The broadcom_bus.c quirk was written (without benefit of documentation)
to support PCI hotplug on an old system that doesn't have ACPI. As
such, we should only use it when the system doesn't have ACPI.
If the system does have ACPI and we need the host bridge description, we
should get it from the ACPI _CRS method. On machines older than 2008,
we currently ignore _CRS, but that doesn't mean we should use
broadcom_bus.c.

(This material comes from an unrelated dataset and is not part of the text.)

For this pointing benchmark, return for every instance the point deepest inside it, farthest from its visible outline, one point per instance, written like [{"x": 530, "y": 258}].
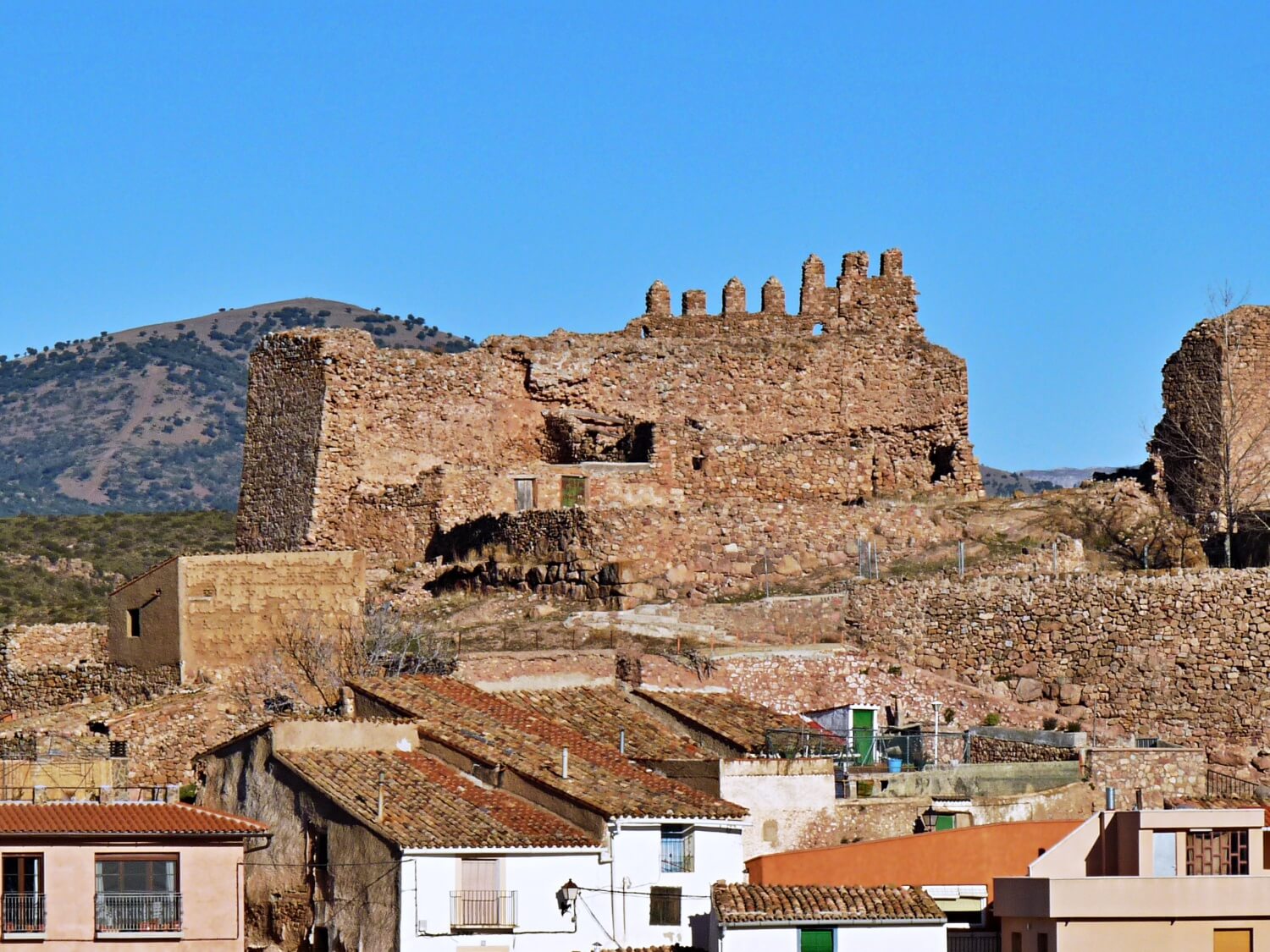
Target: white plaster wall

It means we should either (a) do what we've done in the
past and assume everything in the PCI gap is routed to bus 0 (so hotplug
may not work), or (b) arrange to use _CRS. This patch does (a).
Reference: https://bugzilla.redhat.com/show_bug.cgi?id=665109
Acked-by: Ira W. Snyder <iws@ovro.caltech.edu>
Signed-off-by: Bjorn Helgaas <bjorn.helgaas@hp.com>
Signed-off-by: Jesse Barnes <jbarnes@virtuousgeek.org>
* option) any later version.
*/
+#include <linux/acpi.h>
#include <linux/delay.h>
#include <linux/dmi.h>
#include <linux/pci.h>
u8 fbus, lbus;
int i;
+#ifdef CONFIG_ACPI
/*
- * The x86_pci_root_bus_res_quirks() function already refuses to use
- * this information if ACPI _CRS was used. Therefore, we don't bother
- * checking if ACPI is enabled, and just generate the information
- * for both the ACPI _CRS and no ACPI cases.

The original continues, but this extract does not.